Hi Torsten, now, when looking more deeply into your approach, unfortunately, I noticed that your method is invalid, for Eukaryotes at least. You wish to retrieve the BUSCO amino acid sequences using the genomic coordinates in the output file full_table.tsv. However, these are gene start and end coordinates, and they are unlikely to yield a correctly spliced CDS. For bacteria, this might work, but even there frameshifts could occur. Therefore doing the translation will likely give incorrect results. Better output the complete gene nucleotide sequence and run transeq to get all 6 reading frames, or blast the sequences using blastx.
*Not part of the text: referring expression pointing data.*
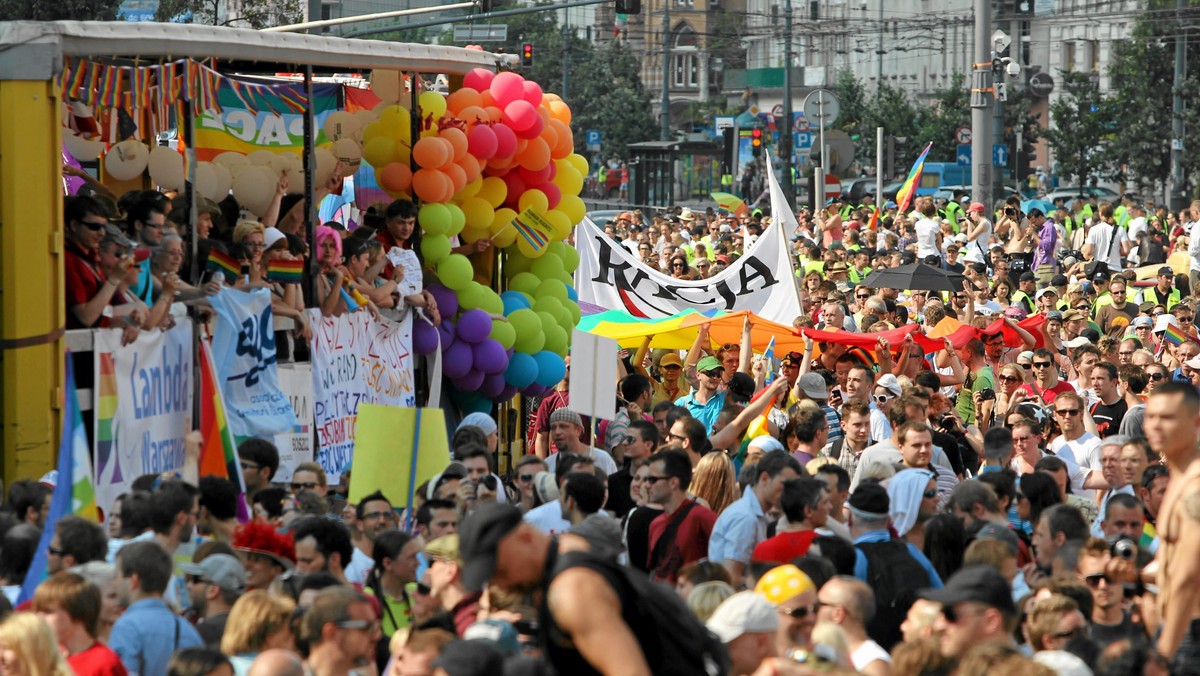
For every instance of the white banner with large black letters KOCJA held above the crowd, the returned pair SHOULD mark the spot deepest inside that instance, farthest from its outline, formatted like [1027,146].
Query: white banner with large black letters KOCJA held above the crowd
[763,282]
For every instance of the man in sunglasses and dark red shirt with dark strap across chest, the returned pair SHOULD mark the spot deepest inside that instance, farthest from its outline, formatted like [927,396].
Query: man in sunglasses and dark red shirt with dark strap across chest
[679,536]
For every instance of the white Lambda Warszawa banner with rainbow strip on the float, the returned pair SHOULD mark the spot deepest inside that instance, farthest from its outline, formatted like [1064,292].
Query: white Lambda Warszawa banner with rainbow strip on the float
[143,406]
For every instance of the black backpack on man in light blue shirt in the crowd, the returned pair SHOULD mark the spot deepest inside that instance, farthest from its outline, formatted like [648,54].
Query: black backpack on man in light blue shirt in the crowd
[896,577]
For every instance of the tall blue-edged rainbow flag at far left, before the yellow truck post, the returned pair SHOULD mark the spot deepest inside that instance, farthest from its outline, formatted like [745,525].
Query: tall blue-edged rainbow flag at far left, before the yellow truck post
[75,493]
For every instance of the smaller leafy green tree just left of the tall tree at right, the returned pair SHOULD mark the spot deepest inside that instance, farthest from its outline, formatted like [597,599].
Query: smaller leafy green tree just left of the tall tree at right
[1079,127]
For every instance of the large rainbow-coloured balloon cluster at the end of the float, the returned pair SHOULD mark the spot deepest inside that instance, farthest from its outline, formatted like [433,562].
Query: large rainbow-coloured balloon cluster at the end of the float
[487,153]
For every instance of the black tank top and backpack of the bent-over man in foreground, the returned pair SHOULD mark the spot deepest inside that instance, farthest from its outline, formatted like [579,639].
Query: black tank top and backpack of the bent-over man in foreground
[680,644]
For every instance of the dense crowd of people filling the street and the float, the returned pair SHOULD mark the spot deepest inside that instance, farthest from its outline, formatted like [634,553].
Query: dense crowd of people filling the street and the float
[1021,502]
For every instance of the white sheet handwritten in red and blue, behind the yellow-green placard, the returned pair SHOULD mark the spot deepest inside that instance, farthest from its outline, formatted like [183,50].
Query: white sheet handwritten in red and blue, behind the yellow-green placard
[356,360]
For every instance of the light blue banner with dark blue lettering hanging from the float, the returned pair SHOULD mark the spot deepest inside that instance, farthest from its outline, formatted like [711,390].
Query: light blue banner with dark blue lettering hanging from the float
[244,355]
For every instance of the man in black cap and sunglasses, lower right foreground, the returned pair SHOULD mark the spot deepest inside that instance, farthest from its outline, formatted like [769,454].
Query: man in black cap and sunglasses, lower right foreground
[977,609]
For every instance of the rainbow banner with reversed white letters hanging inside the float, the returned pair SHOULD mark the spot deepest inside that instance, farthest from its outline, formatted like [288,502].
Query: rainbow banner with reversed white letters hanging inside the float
[247,131]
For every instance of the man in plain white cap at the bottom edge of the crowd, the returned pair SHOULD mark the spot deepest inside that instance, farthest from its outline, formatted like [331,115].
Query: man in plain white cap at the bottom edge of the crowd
[747,625]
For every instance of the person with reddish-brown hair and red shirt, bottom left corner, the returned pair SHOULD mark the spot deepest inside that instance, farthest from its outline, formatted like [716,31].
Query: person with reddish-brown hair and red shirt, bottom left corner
[70,605]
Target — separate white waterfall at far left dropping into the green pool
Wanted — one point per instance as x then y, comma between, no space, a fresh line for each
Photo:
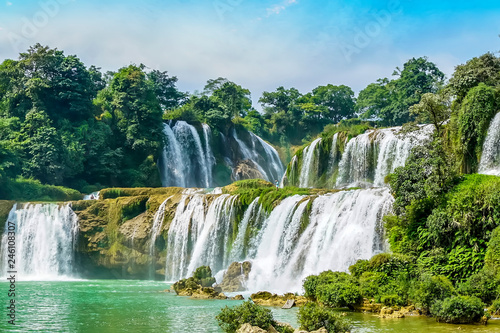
45,240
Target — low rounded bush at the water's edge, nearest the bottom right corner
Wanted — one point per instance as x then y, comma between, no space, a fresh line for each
458,310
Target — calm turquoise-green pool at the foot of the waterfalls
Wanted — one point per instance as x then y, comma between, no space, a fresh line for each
142,306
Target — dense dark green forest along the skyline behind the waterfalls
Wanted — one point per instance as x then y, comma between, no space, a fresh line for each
67,124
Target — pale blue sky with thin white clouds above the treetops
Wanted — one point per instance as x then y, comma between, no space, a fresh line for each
260,44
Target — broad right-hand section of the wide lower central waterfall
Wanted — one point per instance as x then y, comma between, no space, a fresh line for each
343,227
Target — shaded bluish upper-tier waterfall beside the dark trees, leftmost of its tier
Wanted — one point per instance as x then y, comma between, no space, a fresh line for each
184,161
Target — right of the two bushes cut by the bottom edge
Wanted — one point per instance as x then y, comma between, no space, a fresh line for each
312,317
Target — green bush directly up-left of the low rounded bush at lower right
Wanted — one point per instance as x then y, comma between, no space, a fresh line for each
430,289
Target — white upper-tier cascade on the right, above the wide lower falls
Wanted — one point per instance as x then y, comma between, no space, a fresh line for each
365,161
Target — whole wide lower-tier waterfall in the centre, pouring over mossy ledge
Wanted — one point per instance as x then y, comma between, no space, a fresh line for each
302,235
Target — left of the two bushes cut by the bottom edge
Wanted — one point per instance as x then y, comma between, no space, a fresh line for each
230,319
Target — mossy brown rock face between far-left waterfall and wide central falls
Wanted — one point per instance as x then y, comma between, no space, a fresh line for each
114,239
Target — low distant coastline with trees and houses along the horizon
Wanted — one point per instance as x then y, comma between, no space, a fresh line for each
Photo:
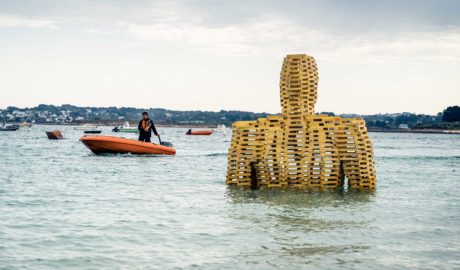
445,122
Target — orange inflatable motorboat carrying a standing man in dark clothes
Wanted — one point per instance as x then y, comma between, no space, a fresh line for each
109,144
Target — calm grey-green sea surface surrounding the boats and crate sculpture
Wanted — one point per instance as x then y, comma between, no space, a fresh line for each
61,207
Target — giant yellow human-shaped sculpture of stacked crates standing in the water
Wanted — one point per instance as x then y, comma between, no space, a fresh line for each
300,149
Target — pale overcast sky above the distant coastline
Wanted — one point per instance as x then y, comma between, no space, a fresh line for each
373,56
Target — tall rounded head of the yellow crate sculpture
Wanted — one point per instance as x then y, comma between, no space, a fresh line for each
298,85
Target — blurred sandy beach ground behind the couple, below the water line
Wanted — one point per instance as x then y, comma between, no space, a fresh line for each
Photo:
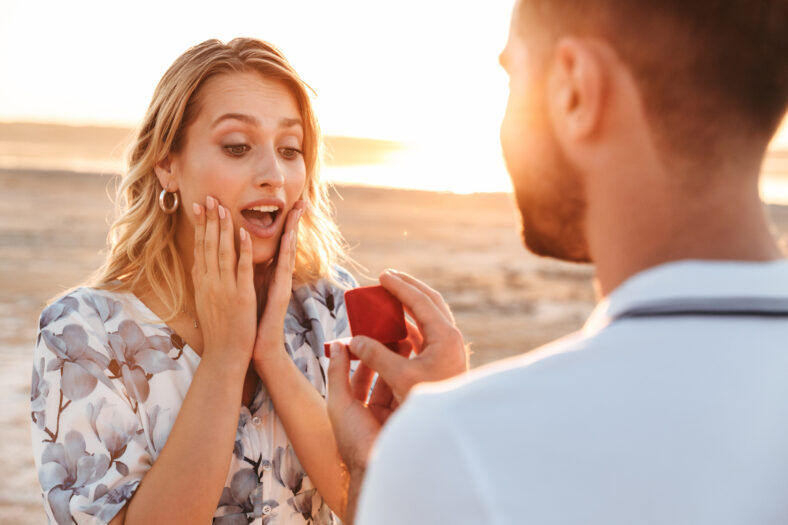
52,232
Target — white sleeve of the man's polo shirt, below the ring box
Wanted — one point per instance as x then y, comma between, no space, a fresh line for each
420,473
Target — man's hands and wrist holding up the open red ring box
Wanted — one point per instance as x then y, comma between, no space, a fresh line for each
356,415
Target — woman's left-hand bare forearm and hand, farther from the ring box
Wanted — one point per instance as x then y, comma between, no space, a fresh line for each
186,481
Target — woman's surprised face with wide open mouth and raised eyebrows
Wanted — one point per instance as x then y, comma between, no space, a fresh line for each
244,149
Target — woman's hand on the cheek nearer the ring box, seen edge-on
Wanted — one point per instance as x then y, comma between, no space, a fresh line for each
270,340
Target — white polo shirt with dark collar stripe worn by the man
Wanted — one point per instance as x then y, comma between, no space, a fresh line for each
670,406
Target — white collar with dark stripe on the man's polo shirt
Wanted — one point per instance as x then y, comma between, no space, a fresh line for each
694,285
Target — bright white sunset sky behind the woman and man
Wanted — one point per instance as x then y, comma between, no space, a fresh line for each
419,71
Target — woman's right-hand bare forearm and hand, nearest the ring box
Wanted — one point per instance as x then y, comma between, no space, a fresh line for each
297,403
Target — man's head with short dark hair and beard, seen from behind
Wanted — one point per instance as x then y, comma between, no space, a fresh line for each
710,79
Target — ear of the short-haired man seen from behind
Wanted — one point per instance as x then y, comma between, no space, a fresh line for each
576,88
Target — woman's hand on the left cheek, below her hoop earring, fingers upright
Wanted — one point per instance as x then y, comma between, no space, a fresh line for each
223,288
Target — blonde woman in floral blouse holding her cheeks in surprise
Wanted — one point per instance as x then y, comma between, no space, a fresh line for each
146,402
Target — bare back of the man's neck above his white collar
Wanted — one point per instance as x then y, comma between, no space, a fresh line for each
656,225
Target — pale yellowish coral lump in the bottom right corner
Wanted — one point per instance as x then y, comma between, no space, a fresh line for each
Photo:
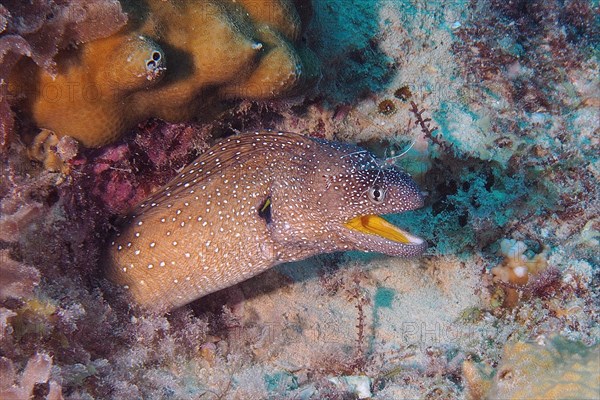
554,369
Also, there is a much better way to get all the sequences from a BUSCO run: look into the folder <output_folder>/run_<lineage>_odb10/busco_sequences there are three sub directories: fragmented_busco_sequences/ multi_copy_busco_sequences/ single_copy_busco_sequences/ which contain the respective detected AA-sequences. The extraction method could still be useful for other things, so I am leaving it here.
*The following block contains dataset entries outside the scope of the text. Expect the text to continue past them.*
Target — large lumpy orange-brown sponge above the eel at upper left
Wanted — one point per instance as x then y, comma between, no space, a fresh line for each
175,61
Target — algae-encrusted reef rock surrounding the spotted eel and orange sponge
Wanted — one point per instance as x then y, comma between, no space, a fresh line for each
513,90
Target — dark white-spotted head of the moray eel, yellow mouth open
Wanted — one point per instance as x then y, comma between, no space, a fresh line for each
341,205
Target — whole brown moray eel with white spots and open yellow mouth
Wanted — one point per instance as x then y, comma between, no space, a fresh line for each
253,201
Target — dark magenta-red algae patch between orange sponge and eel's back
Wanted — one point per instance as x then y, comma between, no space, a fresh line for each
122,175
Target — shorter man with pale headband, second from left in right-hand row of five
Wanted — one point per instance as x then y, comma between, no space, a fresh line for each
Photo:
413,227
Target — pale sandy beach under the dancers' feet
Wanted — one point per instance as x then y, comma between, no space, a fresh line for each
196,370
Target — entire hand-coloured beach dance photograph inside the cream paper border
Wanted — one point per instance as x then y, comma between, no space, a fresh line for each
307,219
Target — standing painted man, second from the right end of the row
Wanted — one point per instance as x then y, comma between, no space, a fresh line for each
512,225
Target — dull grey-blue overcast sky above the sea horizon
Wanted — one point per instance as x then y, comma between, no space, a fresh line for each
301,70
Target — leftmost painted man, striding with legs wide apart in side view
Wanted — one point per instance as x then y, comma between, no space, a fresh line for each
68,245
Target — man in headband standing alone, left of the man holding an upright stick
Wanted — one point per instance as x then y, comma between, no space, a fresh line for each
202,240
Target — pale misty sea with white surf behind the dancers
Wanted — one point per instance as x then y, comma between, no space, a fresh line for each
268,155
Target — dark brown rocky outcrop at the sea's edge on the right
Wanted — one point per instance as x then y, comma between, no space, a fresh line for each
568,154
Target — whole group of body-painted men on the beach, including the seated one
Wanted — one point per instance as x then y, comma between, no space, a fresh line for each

score 0 · Answer 3 · 2022-04-07

Here is a perl/bioperl script that does the same as the python code. It requires to install BioPerl.
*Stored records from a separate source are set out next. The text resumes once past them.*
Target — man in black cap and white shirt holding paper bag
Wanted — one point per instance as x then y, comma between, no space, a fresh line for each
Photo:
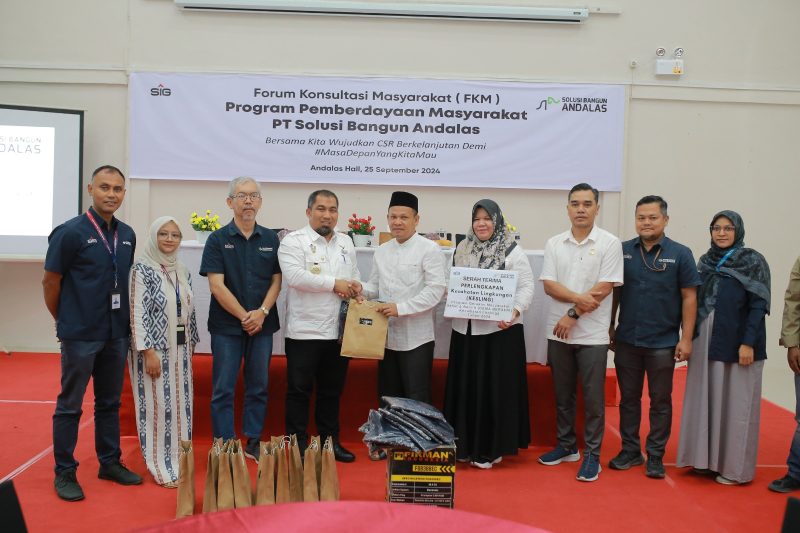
408,275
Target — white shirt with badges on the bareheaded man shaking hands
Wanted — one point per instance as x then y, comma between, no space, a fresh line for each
310,265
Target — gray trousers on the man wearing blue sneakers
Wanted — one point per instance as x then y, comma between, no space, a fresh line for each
567,363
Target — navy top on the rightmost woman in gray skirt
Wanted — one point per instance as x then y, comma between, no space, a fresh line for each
738,319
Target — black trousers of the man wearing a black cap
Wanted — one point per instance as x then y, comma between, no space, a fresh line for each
406,374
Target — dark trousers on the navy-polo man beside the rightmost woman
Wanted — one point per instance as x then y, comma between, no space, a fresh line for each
659,365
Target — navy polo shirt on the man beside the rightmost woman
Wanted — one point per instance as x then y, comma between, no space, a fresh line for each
650,300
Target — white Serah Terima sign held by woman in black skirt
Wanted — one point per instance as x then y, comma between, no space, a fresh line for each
480,294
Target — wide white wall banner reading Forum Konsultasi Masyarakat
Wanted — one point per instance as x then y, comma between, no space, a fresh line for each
376,131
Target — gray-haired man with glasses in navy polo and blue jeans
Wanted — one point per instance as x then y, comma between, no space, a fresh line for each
241,263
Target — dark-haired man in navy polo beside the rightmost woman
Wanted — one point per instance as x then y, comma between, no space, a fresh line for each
658,307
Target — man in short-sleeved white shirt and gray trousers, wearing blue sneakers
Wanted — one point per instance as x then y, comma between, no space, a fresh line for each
581,268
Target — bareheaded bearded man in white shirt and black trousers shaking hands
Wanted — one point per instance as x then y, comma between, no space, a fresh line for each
319,265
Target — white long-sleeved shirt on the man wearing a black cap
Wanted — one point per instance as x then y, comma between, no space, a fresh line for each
410,275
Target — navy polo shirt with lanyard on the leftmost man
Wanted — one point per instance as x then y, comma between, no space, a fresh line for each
77,252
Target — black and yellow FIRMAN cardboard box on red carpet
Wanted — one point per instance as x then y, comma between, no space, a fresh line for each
426,478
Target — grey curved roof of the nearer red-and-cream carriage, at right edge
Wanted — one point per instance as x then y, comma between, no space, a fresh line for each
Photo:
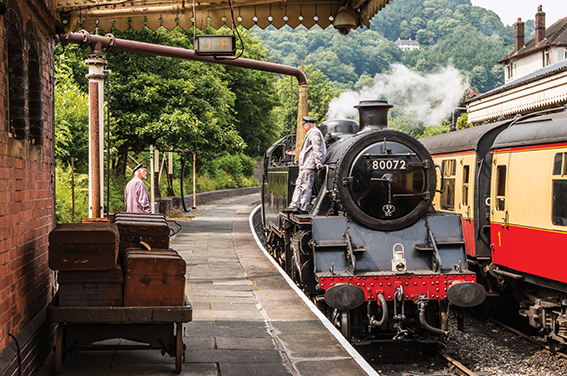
545,129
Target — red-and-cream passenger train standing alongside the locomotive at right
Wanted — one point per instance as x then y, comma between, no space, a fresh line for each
508,180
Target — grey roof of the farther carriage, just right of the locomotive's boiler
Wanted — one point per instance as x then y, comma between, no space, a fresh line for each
463,140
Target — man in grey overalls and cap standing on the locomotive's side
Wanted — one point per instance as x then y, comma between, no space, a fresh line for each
311,158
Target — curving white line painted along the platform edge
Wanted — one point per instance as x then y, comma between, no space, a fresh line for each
330,327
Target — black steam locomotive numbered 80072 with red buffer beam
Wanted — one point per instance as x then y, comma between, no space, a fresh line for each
370,253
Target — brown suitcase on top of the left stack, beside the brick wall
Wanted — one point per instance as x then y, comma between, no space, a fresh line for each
84,246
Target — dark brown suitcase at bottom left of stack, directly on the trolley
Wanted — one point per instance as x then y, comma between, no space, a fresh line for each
91,288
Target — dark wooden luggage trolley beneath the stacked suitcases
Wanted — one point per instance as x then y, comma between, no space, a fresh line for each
158,327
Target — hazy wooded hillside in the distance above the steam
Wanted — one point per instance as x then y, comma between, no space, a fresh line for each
451,32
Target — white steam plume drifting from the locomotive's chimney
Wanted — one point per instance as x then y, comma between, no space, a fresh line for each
428,98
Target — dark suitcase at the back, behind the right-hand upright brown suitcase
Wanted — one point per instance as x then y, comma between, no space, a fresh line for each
138,232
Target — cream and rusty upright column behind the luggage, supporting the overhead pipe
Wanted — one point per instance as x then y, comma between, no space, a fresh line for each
96,63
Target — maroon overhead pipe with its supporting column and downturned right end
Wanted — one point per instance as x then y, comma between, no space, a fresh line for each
108,42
usage: perl buscoExtract.pl genome.fasta busco.txt

#!/usr/bin/env perl
use strict;
use warnings;
use Bio::DB::Fasta;
use Bio::SeqIO;
## adding simple whitespace trimming just in case
sub trim {my $s = shift; $s =~ s/^\s+|\s+$//g; return $s};

my $out = Bio::SeqIO->new( -format => "Fasta" ); 
# Create database from a single Fasta file or even a whole directory of files
# Creates a persistent index file on disk the first time it is run by parsing the sequence identifiers
# This index makes it possible to randomly access the sequences without being loaded into memory
# BioPython doesn't have anything comparable
my $db = Bio::DB::Fasta->new($ARGV[0]);
open my $buscos, $ARGV[1] || die "could not open busco file $!";
while (<$buscos>) {
  chomp;
  next if /^\s*\#|^\s*$/; # skip comments and blank lines
  my @p = split "\t";
  @p = map {trim($_)} @p; # trim trailing whitespace from the array
  #print join ',', @p;
  next unless $p[1] eq 'Complete';
  my $seq =  $db->seq($p[2],$p[3],$p[4],$p[5]); # check if the index is 0 or 1 based in the busco output!
  $p[9] =~ s/\s/_/g;
  my $id = 'SCR0023_' . $p[9] . '_' . $p[0];
  $seq = Bio::Seq->new(-seq => $seq, -display_id => $id, -description => $p[9]);
  $out->write_seq($seq); ## translation of unspliced genomic sequence is moot
}

__END__

#BUSCOID    STATUS  SEQID   START   STOP    STRAND  6   7   8   DESCRIPTION
616 Complete        LSalAtl2s1   100    200 -   bla blubb   foo GeneOfDeath (you got me)
6112    Complete    LSalAtl2s1  300 333 +   bla blubb   foo GeneOfDeath-like (you got me too)
6113    Complete    LSalAtl2s2  1000    1400    +   bla blubb   foo GeneOfDeath-like (you got me too)

Output:

>SCR0023_GeneOfDeath_(you_got_me)_616 GeneOfDeath_(you_got_me)
FSFPSF*IFSKI*FY*EKYTIENLMEYLHFNEI
>SCR0023_GeneOfDeath-like_(you_got_me_too)_6112 GeneOfDeath-like_(you_got_me_too)
KKISSLTKFTH
>SCR0023_GeneOfDeath-like_(you_got_me_too)_6113 GeneOfDeath-like_(you_got_me_too)
VPTTFVVRYEYIHFPFWLIDNIAMIKHNLINNGTLHFRIMNWFL*MMVQNSYTLHRAALW
PMLDLKEI*LSIRYIILIR*MQQICFWRHLV*KLKSITILM*KVQVQ*LLNIMNAQRYIQ
TLKQKNAYFPSNL

When running this process in an infinite loop on a fasta file of size 673MB, the process uses no more than 11.7 MB of memory.